Mit dem Digital Markets, Competition and Consumers Act 2024 (DMCC Act) sind am 1. Januar 2025 neue Schwellenwerte für die britische Fusionskontrolle in Kraft getreten. Über Schedule 4 schreibt das Gesetz die Zuständigkeitsregeln des Enterprise Act 2002 um und gibt der Competition and Markets Authority (CMA) mehr Prüfkompetenz an die Hand. Der Gaming-Sektor kauft viel zusammen: Studios, Tool-Anbieter, Plattformdienste. Genau deshalb trifft ihn die Reform direkt. Sie hebt die Aufgreifschwellen an und schafft zugleich einen zusätzlichen Prüfpfad für marktstarke Erwerber.
Angehobene Umsatzschwelle und neue Bagatellgrenze
Der zentrale Umsatztest für eine Prüfung durch die CMA klettert von 70 auf 100 Millionen Pfund Inlandsumsatz des Zielunternehmens. Im Kern gleicht diese Anhebung die Inflation seit Einführung des bisherigen Regimes aus, und sie senkt die Zahl der rein umsatzbasiert aufgegriffenen Transaktionen. Daneben gibt es jetzt eine Bagatellgrenze. Erzielt jedes beteiligte Unternehmen einen britischen Umsatz von höchstens 10 Millionen Pfund, fällt der Zusammenschluss komplett aus der Fusionskontrolle heraus. Eine Prüfung kommt also erst dann in Betracht, wenn mindestens eine der Parteien mehr als 10 Millionen Pfund Inlandsumsatz macht.

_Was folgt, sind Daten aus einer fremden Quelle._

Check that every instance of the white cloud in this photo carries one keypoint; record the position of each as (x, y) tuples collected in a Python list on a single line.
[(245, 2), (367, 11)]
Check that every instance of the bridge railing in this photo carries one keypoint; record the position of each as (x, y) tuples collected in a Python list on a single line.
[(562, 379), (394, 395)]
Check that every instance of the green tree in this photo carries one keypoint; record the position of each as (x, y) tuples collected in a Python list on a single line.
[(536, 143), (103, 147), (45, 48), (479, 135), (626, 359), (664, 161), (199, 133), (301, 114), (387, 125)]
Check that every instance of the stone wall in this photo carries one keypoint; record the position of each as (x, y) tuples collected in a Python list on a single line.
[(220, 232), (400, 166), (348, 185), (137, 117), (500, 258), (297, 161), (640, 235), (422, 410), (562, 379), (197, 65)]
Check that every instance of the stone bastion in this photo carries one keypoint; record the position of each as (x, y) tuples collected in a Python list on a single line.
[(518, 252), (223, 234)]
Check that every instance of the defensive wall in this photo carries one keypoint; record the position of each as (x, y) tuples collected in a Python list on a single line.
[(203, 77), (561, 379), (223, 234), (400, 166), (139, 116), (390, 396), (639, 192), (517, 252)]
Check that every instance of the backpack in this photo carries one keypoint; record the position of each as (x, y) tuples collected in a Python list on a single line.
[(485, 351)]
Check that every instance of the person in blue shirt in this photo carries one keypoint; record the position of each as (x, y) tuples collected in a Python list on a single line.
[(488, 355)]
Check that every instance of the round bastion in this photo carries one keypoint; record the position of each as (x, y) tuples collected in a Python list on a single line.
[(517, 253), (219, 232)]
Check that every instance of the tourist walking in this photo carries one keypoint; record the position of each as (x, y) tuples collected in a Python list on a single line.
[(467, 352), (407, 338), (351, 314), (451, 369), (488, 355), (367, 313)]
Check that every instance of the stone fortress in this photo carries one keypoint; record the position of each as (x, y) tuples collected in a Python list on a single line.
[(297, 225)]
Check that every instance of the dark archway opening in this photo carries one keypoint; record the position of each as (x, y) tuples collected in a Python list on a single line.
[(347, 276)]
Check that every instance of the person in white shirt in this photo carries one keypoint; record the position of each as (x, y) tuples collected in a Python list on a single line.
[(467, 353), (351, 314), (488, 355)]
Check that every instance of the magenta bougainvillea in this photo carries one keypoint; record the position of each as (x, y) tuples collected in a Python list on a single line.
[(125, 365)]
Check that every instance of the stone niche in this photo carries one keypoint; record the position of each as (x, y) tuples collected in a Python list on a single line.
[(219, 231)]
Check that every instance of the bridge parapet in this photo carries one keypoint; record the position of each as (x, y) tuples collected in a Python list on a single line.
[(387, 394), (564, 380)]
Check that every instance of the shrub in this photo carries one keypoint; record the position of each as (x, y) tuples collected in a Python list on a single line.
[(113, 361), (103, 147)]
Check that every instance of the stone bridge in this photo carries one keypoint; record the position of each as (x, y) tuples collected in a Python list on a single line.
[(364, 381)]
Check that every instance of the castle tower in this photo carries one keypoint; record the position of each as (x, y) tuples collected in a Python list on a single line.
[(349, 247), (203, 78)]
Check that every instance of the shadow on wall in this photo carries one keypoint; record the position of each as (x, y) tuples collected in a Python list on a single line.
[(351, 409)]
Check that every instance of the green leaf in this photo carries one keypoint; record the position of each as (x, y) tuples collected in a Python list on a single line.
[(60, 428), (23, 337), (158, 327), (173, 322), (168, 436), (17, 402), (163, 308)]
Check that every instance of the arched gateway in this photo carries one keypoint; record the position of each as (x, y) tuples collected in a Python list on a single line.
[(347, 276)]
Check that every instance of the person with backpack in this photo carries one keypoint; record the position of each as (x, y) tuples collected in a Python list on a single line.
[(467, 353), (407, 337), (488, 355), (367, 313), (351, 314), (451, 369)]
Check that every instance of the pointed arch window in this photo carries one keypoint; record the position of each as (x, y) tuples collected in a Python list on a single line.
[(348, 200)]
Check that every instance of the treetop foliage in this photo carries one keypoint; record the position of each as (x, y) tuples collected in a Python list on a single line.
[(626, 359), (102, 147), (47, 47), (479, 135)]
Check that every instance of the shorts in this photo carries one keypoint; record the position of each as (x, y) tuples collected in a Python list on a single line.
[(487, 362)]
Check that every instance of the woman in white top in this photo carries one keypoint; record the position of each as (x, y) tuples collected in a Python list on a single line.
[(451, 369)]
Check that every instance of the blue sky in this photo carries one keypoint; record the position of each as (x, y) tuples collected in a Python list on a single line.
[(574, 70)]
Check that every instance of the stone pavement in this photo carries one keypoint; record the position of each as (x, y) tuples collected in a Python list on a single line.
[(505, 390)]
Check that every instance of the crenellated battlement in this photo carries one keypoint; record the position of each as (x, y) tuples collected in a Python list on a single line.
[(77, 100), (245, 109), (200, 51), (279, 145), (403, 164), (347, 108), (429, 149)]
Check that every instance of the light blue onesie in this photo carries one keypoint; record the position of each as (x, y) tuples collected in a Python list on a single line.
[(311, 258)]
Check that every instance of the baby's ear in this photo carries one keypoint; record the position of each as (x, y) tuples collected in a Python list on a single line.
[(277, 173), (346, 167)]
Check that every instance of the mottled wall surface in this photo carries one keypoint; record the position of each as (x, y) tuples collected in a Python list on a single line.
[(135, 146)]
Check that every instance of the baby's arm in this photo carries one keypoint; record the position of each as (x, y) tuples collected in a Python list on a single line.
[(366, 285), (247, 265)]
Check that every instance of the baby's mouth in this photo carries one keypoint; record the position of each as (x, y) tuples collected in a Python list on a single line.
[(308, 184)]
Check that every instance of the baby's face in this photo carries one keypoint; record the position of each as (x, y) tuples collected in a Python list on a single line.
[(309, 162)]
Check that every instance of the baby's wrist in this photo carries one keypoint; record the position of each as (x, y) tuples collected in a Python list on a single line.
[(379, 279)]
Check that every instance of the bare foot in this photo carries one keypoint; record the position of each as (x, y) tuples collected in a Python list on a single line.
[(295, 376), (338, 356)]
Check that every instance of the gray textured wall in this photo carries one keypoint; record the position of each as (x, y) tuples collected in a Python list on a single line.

Wann große Erwerber künftig in den Fokus rutschen
Zum klassischen Umsatztest kommt ein zweiter Prüfpfad, der auf den Erwerber zugeschnitten ist. Die CMA kann eine Transaktion mit britischem Bezug aufgreifen, wenn eine Partei zugleich mindestens 33 Prozent an der Lieferung von Waren oder Dienstleistungen im Vereinigten Königreich hält und dort mehr als 350 Millionen Pfund Umsatz macht, während die andere Partei einen UK-Nexus aufweist. Dieser Nexus besteht, sobald das Unternehmen im Vereinigten Königreich registriert ist, dort tätig ist oder britische Kunden mit Waren oder Dienstleistungen beliefert. Gedacht ist der Pfad für Fälle, in denen ein ohnehin marktstarker Akteur einen kleineren Wettbewerber schluckt. Auch Erwerbe ohne horizontale Überschneidung beim Zielunternehmen lassen sich so erfassen.
Was die Reform für Studio-Deals heisst
Die neuen Schwellenwerte greifen bei Transaktionen, die bis zum 31. Dezember 2024 weder abgeschlossen waren noch für die die CMA eine Untersuchung eröffnet hatte. Laufende Verfahren richten sich weiter nach dem alten Regime. Anpassen lassen sich die genannten Beträge künftig per Verordnung, dazu räumt der DMCC Act dem zuständigen Staatssekretaer eine Befugnis ein. Für das Gaming-Umfeld ergibt sich eine doppelte Verschiebung. Kleine Studio-Übernahmen unterhalb der Bagatellgrenze fallen weg, und große Plattform- und Publisher-Konzerne können über den erwerberbezogenen Schwellenwert selbst dann in den Anwendungsbereich der CMA geraten, wenn sie nur einen kleinen Anbieter kaufen.